The NTP server is used between mongodb nodes

2. The security

(1) Bind IP addresses

To start, run the – -bind_ip command

(2) Authentication

To start, run the -auth command

Db.adduser ("","",true) // Creates a user, with the last parameter specifying whether it is read-onlyCopy the code

(3) Duplicate set identity authentication

To use keyFile, note that the permission of the keyFile file must be 600; otherwise, it will fail to start

3. Import and export data

mongoimport
mongoexport
Copy the code

4. Configure the server

(1) Topology structure

The replica set requires at least two nodes, where the quorum node does not need to have its own server

(2) Journaling logs

The Journaling logs will be written first, and the data will not be written directly to the hard disk, but to the memory. However, Journaling logs consume memory, so they can be closed on the primary library and started on the secondary library. A solid state drive can be used separately for Journaling logs

At insert time, drivers can ensure Journaling is inserted before feedback, but this can be very performance critical.

5. Log

Logpath specifies the log storage address - VVVVV (the more v, the more detailed output) db.runCommand({logrotare:1}) Enables rolling logsCopy the code

6. Database monitoring commands

(1) serverStatus

  • GlobalLock represents the total time the server spends writing locks

  • Mem shows how to use memory

  • Bits indicates the bit length of the machine

  • Resident Indicates the occupied physical memory

  • Virtual indicates the virtual memory used

(2) the top

(3) the db. CurrentOp ()

7.mongostat

Dynamically display mongodb active data

8. Web console

Occupy the port 1000 up from the current mongodb listening port

9. Backup and restoration

Mongodump (1)

Export the database contents into BSON files, which MongoRestore can read and restore

(2) mongorestore

Restore the exported BSON file to the database

(3) Back up original data files

Db. RunCommand ({fsync:1,lock:true})

Db. $cmd.sys.unlock. FindOne () requests the unlocking operation, but the database is not unlocked immediately. Db.currentop () is used for authentication.

10. Compaction and repair

(1) Repair

RepairDatabase. RunCommand ({repairDatabase:1}) repaira single database repair involves reading and rewriting all data files and rebuilding indexes based on the Jourling file

(2) press

Db.spreadsheets.reindex () // reIndex db.runcommand ({compact:”spreadsheets”}) rewrites the data file and rebuilds the entire index of the collection. If you need to stop or run on a secondary library, add the force parameter to ensure that a write lock is added if you need to run on a primary library.

11. Performance tuning

(1) Monitor disk status

Iostat (2) checks indexes and queries for improved performance

In general, scan as few documents as possible.

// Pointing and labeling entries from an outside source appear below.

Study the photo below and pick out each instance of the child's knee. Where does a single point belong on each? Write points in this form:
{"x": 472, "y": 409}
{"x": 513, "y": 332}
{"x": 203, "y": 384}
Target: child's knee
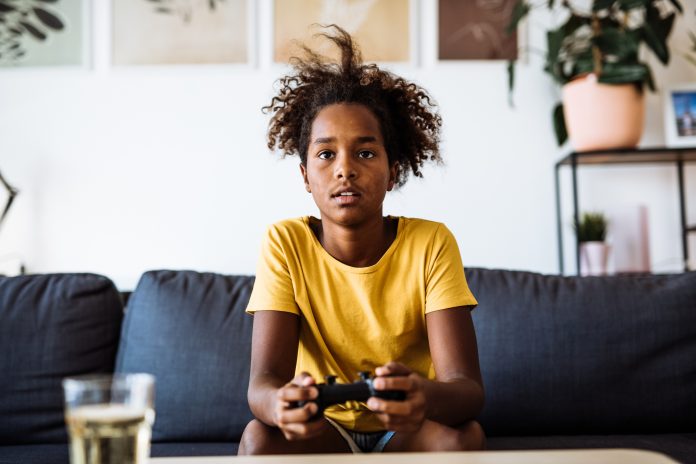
{"x": 256, "y": 439}
{"x": 472, "y": 436}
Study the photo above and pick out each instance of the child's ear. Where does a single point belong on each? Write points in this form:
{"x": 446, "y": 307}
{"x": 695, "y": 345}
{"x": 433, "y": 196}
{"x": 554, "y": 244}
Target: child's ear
{"x": 392, "y": 177}
{"x": 303, "y": 170}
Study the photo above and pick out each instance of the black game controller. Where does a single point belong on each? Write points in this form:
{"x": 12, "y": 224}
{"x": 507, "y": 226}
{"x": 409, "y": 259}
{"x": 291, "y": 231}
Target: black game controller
{"x": 331, "y": 393}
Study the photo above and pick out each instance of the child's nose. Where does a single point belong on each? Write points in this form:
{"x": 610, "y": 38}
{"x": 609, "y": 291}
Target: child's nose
{"x": 345, "y": 168}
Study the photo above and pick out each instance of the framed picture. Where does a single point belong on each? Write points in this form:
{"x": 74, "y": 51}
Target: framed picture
{"x": 475, "y": 30}
{"x": 162, "y": 32}
{"x": 370, "y": 22}
{"x": 680, "y": 115}
{"x": 37, "y": 33}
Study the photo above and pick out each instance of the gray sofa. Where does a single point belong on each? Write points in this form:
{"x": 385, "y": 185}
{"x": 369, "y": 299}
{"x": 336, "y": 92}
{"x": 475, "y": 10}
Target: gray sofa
{"x": 567, "y": 362}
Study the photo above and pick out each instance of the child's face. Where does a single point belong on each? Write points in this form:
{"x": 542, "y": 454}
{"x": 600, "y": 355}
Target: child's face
{"x": 347, "y": 171}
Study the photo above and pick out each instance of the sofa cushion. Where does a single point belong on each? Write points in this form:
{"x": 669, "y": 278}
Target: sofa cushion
{"x": 190, "y": 331}
{"x": 51, "y": 326}
{"x": 574, "y": 355}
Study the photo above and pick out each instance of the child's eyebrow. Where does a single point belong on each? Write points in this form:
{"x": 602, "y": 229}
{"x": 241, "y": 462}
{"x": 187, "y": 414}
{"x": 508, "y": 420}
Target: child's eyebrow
{"x": 363, "y": 139}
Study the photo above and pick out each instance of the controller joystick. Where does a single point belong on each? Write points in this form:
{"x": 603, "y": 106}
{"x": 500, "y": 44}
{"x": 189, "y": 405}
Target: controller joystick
{"x": 331, "y": 393}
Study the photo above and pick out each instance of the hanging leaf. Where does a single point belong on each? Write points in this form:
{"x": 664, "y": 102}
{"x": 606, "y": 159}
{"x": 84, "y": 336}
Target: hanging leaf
{"x": 559, "y": 124}
{"x": 631, "y": 4}
{"x": 623, "y": 73}
{"x": 618, "y": 43}
{"x": 659, "y": 47}
{"x": 511, "y": 80}
{"x": 6, "y": 7}
{"x": 677, "y": 5}
{"x": 33, "y": 30}
{"x": 520, "y": 10}
{"x": 660, "y": 26}
{"x": 49, "y": 19}
{"x": 598, "y": 5}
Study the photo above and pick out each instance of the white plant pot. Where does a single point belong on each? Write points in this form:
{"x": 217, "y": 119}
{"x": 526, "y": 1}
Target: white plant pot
{"x": 593, "y": 258}
{"x": 603, "y": 116}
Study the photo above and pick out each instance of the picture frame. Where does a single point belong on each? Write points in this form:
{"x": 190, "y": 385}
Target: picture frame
{"x": 297, "y": 22}
{"x": 182, "y": 33}
{"x": 58, "y": 35}
{"x": 680, "y": 115}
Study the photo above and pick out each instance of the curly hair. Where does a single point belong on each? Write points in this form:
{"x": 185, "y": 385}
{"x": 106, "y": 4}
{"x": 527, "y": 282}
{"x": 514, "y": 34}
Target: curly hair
{"x": 407, "y": 115}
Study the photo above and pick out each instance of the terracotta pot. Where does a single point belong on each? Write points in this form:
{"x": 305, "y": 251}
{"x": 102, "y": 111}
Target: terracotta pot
{"x": 603, "y": 116}
{"x": 593, "y": 258}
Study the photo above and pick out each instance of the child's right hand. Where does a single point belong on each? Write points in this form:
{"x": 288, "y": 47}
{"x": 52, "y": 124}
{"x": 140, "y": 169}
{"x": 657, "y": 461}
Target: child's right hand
{"x": 295, "y": 422}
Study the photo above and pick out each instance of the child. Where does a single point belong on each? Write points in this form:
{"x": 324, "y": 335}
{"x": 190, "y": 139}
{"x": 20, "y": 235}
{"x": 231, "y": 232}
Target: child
{"x": 355, "y": 290}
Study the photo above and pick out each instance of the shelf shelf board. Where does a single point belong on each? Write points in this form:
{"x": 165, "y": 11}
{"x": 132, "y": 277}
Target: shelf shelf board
{"x": 632, "y": 155}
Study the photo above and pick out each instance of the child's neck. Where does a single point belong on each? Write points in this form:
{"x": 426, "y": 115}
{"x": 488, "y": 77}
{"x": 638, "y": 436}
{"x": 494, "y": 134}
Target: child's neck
{"x": 360, "y": 246}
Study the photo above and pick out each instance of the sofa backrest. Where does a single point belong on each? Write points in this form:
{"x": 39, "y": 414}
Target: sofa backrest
{"x": 51, "y": 326}
{"x": 190, "y": 331}
{"x": 601, "y": 355}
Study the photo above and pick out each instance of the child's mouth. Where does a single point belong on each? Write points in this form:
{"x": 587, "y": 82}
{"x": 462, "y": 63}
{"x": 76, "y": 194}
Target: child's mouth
{"x": 347, "y": 198}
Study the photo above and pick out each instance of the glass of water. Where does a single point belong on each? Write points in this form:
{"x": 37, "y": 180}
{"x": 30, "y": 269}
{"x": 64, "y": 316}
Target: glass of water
{"x": 109, "y": 418}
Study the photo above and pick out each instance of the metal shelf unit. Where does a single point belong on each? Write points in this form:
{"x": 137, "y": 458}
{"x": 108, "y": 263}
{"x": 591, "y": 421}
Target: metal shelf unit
{"x": 656, "y": 155}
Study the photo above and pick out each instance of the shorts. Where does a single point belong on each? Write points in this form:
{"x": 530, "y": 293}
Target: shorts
{"x": 363, "y": 442}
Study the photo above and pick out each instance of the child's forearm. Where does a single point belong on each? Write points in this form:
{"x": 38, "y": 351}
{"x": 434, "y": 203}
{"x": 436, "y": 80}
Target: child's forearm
{"x": 453, "y": 402}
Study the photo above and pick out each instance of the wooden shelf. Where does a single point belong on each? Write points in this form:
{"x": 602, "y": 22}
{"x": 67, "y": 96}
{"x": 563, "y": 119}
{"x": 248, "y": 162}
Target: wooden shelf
{"x": 632, "y": 156}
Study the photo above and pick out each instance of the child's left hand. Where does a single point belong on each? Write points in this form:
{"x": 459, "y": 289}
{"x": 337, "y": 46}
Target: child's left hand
{"x": 400, "y": 416}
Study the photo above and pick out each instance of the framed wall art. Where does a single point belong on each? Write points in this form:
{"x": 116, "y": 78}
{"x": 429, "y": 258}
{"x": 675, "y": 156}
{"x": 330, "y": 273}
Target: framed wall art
{"x": 382, "y": 28}
{"x": 680, "y": 115}
{"x": 161, "y": 32}
{"x": 475, "y": 30}
{"x": 42, "y": 33}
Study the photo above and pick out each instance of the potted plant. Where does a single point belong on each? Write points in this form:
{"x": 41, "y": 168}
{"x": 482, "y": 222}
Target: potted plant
{"x": 591, "y": 231}
{"x": 595, "y": 55}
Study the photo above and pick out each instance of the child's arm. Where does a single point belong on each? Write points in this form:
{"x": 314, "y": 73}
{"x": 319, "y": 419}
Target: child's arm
{"x": 271, "y": 384}
{"x": 455, "y": 397}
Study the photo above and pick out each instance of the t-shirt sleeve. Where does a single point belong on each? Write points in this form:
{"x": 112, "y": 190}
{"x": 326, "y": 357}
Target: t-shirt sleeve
{"x": 446, "y": 285}
{"x": 273, "y": 289}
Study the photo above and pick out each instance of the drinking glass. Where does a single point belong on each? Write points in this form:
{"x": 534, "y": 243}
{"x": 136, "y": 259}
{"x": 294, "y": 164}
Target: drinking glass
{"x": 109, "y": 418}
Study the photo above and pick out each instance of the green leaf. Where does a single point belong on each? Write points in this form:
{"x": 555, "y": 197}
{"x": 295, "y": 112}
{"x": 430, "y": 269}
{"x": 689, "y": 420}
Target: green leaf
{"x": 573, "y": 23}
{"x": 613, "y": 73}
{"x": 657, "y": 45}
{"x": 559, "y": 126}
{"x": 49, "y": 19}
{"x": 6, "y": 8}
{"x": 677, "y": 5}
{"x": 519, "y": 11}
{"x": 649, "y": 80}
{"x": 584, "y": 64}
{"x": 622, "y": 44}
{"x": 631, "y": 4}
{"x": 598, "y": 5}
{"x": 554, "y": 39}
{"x": 511, "y": 81}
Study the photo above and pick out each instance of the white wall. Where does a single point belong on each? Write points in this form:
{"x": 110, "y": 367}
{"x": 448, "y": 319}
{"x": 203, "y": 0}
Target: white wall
{"x": 122, "y": 170}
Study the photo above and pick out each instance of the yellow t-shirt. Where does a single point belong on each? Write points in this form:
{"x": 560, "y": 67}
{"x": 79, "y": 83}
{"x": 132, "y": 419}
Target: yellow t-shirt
{"x": 358, "y": 318}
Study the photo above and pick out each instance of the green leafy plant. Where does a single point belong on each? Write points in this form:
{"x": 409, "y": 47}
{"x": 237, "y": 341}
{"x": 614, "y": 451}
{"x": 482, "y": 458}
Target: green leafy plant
{"x": 603, "y": 40}
{"x": 592, "y": 227}
{"x": 20, "y": 18}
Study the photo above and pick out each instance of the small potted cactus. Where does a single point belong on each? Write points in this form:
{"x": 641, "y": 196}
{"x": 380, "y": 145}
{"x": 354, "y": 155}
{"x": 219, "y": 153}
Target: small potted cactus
{"x": 591, "y": 231}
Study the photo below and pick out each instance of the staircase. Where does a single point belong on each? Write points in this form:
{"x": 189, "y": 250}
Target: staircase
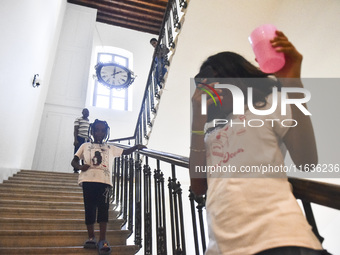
{"x": 43, "y": 213}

Ensure that there are no redundant indexes. Redundant indexes occupy disk space, consume more memory, and require more work for each write

(3) Add memory

Db.stats () // Check whether the size of the database is dataSize or indexSize. If the sum of the two values is greater than memory, performance will be affected.

StorageSize Data is more than twice the size of the dataSize data. If the storageSize data is more than twice the size of the dataSize data, disk fragmentation affects the performance and requires compression.